Bu yukarıda yazılanlar birilerinin en tepeye “kendini ispat etme” çabası herhalde. Son günlerde şehrimizde artan bu korkutma girişimleri, gençlerin örgütlenmesinin önüne geçme çabaları, hesap sorabilecek zihinleri baştan engelleme, düşünmeyen, sorgulamayan, değiştiremeyen, cesaret edemeyen, sinmiş bir kitle yaratma çabaları bize bunun bir kendini ispat etme çabası olduğunu düşündürüyor.
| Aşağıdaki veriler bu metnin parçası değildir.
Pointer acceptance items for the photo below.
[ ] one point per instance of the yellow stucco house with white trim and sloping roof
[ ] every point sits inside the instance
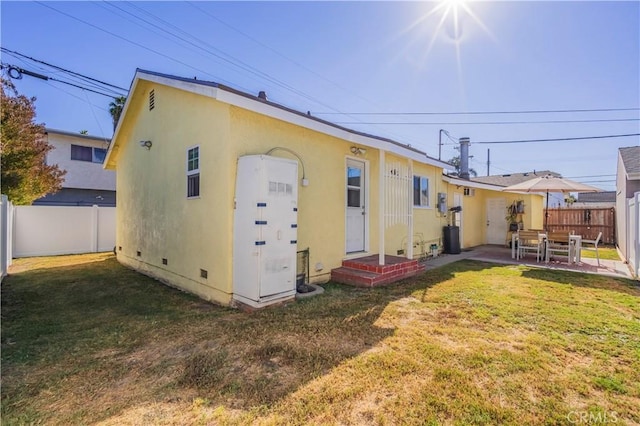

Bu çabanın tercümesi, “baaaak ben de çalışıyorum, Saray’a hizmet ediyorum” mesajı olsun olmasın, umurumuzda değil!

Üstelik kim engelleyebilir düşünmeyi? Kimin nerede, nasıl bir mücadele vermesi gerektiği yalnızca o kişiyi ilgilendirir. İktidar gibi, yönetenler gibi düşünmek zorunda değiliz. Buna mahkûm da değiliz. Güzel bir kent için, güzel bir ülke için mücadele etmek suç sayılamaz. Bakın biraz soyut görünen eşitlik-özgürlük-adalet mücadelesi demeyelim de ele avuca gelir birşeyler diyelim; kendimizi ifade edeceğimiz faaliyetlerin yapılması, okullarda düşünce topluluklarının çoğalması, işsizliğin yasaklanması, elektrik ve doğalgaz gibi asgari ihtiyaçların ücretsiz veya çok cüzi bir miktarla halka sunulması, toplu taşımanın yine cüzi bir miktarla ve yoğun olarak kullanılması, trenin kent merkezine geri gelmesi, köylerimizin ve doğamızın talan edilmesine izin vermemek, şiddet gören kadınların korumaya alınması değil, şiddet uygulayanın ıslah edilmesi, şehir hastanesi değil kamu hastanesi, ücretsiz ve eşit sağlık hizmetleri ve eğitim… Bunları istediğimiz için suçlu sayacaksanız bizleri, razıyız efendiler!

Özetle, o tehdit edenler kimse artık; ELİNİZİ GENÇLERDEN ÇEKİN!!!

“Hiç kimse herkesin hayatına karışamaz” ya, gençleri taciz edilmesine göz yummaktan veya veya bunlara kayıtsız kalmaktan vazgeçin! Ailelerine “vatan-millet-bayrak aşkıyla” şikâyet etmeyi bırakın. Yurt onu kirletenlerin değil, onu temizlemek isteyenlerin yurdudur. Hele hele arabaya bindirip, şöyle bir “tur atmaları” sakın ola ki izlemeyin.

Bakın Nuriye çıktı, Semih beraat etti… Yine ders verdiler: Direnen kazanır. Onlarsa korkuyorlar…

“Cesaret bulaşıcıdır” denilmişti ya, evet, cesaret bulaşıcıdır, Gençlik gelecek… ve zulmü yıkacak!